Deprem anında hatların çökme sorununun sadece Türkiye’ye özgü olmadığının altını çizen Uzman Kul, Japonya’da 1 Ocak 2024’teki depremde büyük operatörlerin uzun süre hizmet veremediğini kaydetti. Kul, “Acil durumlar için mobil baz istasyonları ve uydu iletişim gemileri devreye alındı. 2011 Tohoku depreminde, Japonya’da hem mobil hem sabit hatlar günlerce çalışmadı. Uydu telefonları daha dayanıklı olsa da, veri aktarımında sınırlamaları vardı. Çin’de 2008 Sichuan depreminde, iletişim altyapısı ağır hasar aldı ve kesintiler yaşandı. Bu, afet anlarında sağlam bir altyapının ne kadar hayati olduğunu gösterdi. Avrupa’da 2024’te İspanya’daki sel felaketi ve 2025’te İngiltere ile İrlanda’yı etkileyen Fırtına Éowyn sırasında büyük çaplı elektrik ve iletişim kesintileri yaşandı. ABD’de 2023’te Florida’dan Maine’e uzanan bölgelerde meydana gelen sel felaketleri sırasında yaklaşık 600 bin kişi elektriksiz kaldı, mobil ve internet iletişiminde kesintiler oldu. 2021’de Teksas’ta yaşanan aşırı soğuklar nedeniyle 4.5 milyon kişi elektriksiz kaldı ve iletişim çöktü. Sonuç olarak, dünya genelinde normal olmayan durumlarda, rutin kapasitenin kat kat üstüne çıkan trafik nedeniyle benzer sorunlar yaşanıyor. Yatırımlar ve teknoloji seviyesi bu etkilenmenin boyutunu belirler. Yani bazı ülkeler bu duruma daha hazırlıklıdır, ama tamamen sorunsuz bir sistem henüz mevcut değil” dedi.

1-003.jpg

İLETİŞİM KANALLARI BİLİNÇLİ KULLANILMALI

Afet anlarında sevdiklerine ulaşamayan insanların sosyal medya üzerinden tepki göstermesinin oldukça doğal karşılanması gerektiğini belirten Kul, haklı bir refleks olsa da, bu gibi durumlarda herkesin soğukkanlılığını koruması ve iletişim kanallarını bilinçli kullanması gerektiği konusunda uyardı. Kul, “İletişim tıkanıklığını azaltmak için ilk 30 dakika içinde telefonla aramak yerine SMS ya da internet tabanlı uygulamalar (WhatsApp, Telegram vb.) tercih edilmelidir.
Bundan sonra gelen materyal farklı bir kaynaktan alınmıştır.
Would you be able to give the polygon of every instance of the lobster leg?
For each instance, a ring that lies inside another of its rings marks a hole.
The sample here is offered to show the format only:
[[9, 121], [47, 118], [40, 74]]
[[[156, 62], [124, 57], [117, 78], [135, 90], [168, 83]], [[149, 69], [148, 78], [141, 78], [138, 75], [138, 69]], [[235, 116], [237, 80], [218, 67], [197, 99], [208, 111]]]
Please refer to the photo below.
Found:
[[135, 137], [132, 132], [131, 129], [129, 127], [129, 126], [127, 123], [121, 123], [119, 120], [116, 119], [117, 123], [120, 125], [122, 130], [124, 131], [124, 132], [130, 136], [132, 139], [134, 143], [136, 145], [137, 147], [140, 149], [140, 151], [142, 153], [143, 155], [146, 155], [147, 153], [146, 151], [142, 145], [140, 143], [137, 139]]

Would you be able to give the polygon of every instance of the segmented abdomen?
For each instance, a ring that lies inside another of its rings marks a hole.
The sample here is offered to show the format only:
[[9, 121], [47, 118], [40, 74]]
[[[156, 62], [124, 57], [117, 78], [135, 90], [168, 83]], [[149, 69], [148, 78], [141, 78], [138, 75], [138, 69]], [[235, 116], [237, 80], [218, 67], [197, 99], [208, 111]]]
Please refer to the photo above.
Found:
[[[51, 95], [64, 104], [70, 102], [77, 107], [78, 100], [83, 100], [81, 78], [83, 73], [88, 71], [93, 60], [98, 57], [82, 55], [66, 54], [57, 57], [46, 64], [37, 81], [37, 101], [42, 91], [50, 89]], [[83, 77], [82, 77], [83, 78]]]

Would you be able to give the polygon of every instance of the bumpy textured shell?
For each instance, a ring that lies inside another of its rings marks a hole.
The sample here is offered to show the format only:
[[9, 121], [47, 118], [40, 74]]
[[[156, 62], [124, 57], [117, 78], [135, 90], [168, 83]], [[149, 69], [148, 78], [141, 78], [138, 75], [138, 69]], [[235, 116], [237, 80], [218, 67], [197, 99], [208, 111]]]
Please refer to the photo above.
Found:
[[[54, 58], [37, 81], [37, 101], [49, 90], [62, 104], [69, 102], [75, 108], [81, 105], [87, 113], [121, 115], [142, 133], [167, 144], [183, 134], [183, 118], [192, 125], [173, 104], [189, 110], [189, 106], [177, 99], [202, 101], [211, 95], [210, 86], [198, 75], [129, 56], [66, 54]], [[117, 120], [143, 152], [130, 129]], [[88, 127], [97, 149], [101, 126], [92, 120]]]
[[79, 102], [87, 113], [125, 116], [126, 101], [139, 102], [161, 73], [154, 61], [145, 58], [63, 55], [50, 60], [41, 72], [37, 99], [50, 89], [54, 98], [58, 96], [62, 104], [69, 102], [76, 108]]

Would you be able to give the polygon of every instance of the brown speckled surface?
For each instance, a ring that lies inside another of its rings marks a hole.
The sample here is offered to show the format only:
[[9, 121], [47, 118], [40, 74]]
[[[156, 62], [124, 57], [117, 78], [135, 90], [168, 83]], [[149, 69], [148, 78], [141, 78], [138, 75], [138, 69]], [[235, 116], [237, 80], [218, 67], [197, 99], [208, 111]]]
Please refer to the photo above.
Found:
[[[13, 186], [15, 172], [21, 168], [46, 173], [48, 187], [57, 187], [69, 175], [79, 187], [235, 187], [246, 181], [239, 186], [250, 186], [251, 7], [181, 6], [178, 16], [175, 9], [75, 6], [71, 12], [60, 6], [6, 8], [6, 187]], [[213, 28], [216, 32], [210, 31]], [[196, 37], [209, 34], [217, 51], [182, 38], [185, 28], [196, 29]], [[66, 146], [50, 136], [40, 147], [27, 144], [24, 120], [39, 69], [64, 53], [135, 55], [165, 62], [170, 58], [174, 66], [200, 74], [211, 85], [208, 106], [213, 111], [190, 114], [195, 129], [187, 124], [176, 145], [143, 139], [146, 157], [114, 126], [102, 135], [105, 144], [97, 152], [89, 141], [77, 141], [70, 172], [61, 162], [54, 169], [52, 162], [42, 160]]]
Acil çağrı merkezlerini (112, 155, 110) gereksiz yere aramamak, gerçekten ihtiyacı olanlara ulaşma şansı sağlar. Sosyal medyada her gördüğümüz bilgiyi paylaşmak yerine, yetkililerin açıklamalarına odaklanmak gerekir. Doğruluğu teyit edilmemiş içerikler, panik ve bilgi kirliliği yaratır. Bunun önüne geçmek hepimizin sorumluluğudur. Sosyal medya veya haberleşme araçlarını kullanırken, fiziksel trafikte olduğu gibi “fermuar sistemi” mantığıyla hareket edilmelidir. Gereksiz yığılma yaratmadan, kontrollü bilgi paylaşımı yapılmalıdır” şeklinde konuştu.

kiki.jpg

KALICI VE SÜRDÜRÜLEBİLİR ÇALIŞMALAR YAPILMALI!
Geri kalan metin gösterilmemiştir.